Yes, guilty as charged, I am a selfie. One of those annoying people who take tons of self-pictures. Declaring to the world that I look good and you know it. My narcissism caused alarm. But, here is the thing: No one ever asked me, "Why do you take so many selfies?"

I mean, I am not traditionally phine, cute, or even awkwardly endearing. I am faaaaaaaat. Daaaaaark. My nose is wide. My hair is kinky (a biracial light-skinned friend once used my hair texture to describe to a white stranger what "bad hair" is, apparently any hair that can "kink up"; mind you, at the time my hair was short, combed, and nap-free, but I digress). My eyebrows are not plucked, and I swear my pores are visible. But this is the point.

I live in a world where in general abs and masculinity are celebrated; it is a world where whiteness is almost universally praised (no lie, I once had a white friend tell me they never thought about the possibility of someone not finding white men attractive; it was a foreign concept to them) and people routinely proudly proclaim "No Fats, No Fems, No Blacks." This is a world where it feels as if scripts are handed out to people of color, and by script I mean one role we get to occupy for those who are nonblack, fetish (most often as a "thug"). This is a world where the beauty we see on glossy pages, on screens, in the dark in our rooms by ourselves late at night can be purchased and arrive at our doorstep. This is a world where there are tens looking for elevens. (While I am focusing on the gay world in general, it is not much better in heteroville; after all, there are plenty of problematic scripts about beauty that we all share.)

I do not fit. I never have. I possibly, probably, never will.

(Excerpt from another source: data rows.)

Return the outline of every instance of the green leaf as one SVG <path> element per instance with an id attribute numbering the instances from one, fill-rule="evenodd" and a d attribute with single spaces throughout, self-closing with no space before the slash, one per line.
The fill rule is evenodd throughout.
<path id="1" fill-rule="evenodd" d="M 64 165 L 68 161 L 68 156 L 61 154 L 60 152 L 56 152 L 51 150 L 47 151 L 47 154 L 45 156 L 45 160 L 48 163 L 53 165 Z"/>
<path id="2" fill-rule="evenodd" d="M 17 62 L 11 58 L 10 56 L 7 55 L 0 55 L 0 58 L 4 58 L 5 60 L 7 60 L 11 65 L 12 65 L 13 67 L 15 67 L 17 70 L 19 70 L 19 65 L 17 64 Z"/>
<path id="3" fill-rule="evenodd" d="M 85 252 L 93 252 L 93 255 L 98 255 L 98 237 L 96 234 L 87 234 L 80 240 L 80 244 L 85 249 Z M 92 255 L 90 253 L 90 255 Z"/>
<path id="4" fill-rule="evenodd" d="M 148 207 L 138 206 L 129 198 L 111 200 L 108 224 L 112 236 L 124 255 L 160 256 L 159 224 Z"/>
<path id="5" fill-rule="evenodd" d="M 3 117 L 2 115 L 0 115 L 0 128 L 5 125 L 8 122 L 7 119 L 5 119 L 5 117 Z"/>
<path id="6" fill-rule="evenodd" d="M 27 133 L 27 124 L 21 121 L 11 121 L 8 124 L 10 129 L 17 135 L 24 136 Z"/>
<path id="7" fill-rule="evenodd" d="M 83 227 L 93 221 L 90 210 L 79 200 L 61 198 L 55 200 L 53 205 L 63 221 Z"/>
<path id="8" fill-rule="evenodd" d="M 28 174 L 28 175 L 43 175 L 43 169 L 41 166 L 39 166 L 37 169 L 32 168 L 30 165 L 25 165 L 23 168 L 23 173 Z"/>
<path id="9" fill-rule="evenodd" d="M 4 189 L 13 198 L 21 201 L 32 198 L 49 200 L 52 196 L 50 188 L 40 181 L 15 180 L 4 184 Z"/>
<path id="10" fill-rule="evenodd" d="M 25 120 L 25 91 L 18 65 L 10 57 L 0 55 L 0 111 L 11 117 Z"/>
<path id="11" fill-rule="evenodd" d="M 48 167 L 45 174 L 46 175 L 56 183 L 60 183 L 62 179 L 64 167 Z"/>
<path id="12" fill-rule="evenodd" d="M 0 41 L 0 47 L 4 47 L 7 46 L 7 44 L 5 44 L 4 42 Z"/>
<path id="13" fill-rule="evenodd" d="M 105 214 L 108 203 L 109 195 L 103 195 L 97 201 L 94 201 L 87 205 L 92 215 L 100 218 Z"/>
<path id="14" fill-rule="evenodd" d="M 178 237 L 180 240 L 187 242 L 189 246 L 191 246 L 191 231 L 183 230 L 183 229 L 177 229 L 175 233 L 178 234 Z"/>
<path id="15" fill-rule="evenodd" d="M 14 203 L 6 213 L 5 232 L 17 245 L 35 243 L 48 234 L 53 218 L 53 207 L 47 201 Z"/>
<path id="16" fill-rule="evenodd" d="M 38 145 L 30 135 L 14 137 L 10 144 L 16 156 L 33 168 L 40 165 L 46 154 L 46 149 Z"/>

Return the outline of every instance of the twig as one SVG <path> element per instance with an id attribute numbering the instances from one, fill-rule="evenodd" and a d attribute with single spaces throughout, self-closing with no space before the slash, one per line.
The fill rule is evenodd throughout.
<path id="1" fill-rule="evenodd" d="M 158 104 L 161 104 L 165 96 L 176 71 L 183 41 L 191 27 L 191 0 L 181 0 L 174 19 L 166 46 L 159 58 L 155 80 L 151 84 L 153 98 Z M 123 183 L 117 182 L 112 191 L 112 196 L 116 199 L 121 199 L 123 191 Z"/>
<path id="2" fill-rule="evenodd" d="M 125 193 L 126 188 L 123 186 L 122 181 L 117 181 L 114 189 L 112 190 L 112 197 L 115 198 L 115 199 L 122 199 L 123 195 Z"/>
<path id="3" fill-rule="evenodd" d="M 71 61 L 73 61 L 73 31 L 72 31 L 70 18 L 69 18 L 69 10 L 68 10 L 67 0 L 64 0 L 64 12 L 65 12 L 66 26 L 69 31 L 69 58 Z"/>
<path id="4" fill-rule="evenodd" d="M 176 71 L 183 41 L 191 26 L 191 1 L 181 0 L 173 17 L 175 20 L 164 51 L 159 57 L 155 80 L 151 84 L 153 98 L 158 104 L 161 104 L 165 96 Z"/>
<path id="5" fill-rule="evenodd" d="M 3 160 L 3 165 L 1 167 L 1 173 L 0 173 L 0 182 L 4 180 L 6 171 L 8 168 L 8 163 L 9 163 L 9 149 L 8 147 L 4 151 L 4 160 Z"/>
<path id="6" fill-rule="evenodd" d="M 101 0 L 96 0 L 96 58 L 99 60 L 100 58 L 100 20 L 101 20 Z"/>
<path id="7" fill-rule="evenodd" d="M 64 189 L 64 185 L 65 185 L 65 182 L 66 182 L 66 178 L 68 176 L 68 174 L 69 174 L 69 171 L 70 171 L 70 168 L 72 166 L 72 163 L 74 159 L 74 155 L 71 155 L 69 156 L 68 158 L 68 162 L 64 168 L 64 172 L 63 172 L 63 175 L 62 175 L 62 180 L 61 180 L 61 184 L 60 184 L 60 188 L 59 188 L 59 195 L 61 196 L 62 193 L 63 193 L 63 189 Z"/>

I take my selfies because I am that guy who, unless he takes the picture himself, doesn't get his picture taken. I am the guy who, unless he suggests a group picture, doesn't get clicked with the group. My friend who asked truthfully had very little right to judge; everyone takes pictures of him, with him, and for him. The same is true of almost all my friends. I would venture to say that the same is probably true of many people who criticize selfie-pictures. This is not to say that all selfie-artists come from some place of needing to subvert a problematic cultural narrative, but some of us do.

I live in a world where I didn't hear someone romantically call me beautiful and desirable until I was 26. I live in a world where either body privilege or racial privilege is always against me. So I point my camera at my face, most often when I am alone, and possibly bored, and I click; I upload it to Instagram, and I hold my breath because the world is cruel, people are brave and vicious online, and I am what some would call ugly, but I don't see it.

At first I clicked so I could see what others saw, but I don't. So now I click and post and breathe, waiting for others to see what I see: beautiful dark skin, Afrika's son, a dream undeferred, pretty eyes, and nice lips, and a nose that fits my face; I don't need or even want you to tell me that I am "cute" or "handsome," not now; I want them, you, to see that I am human, and there is a reason why I got to this size, but I owe you no explanation or justification for any part of my existence. I owe you no explanation or justification for my smile or my swag or my selfie. Hell, I didn't even owe you this.

Like I said, I owe you nothing, but I owe myself everything.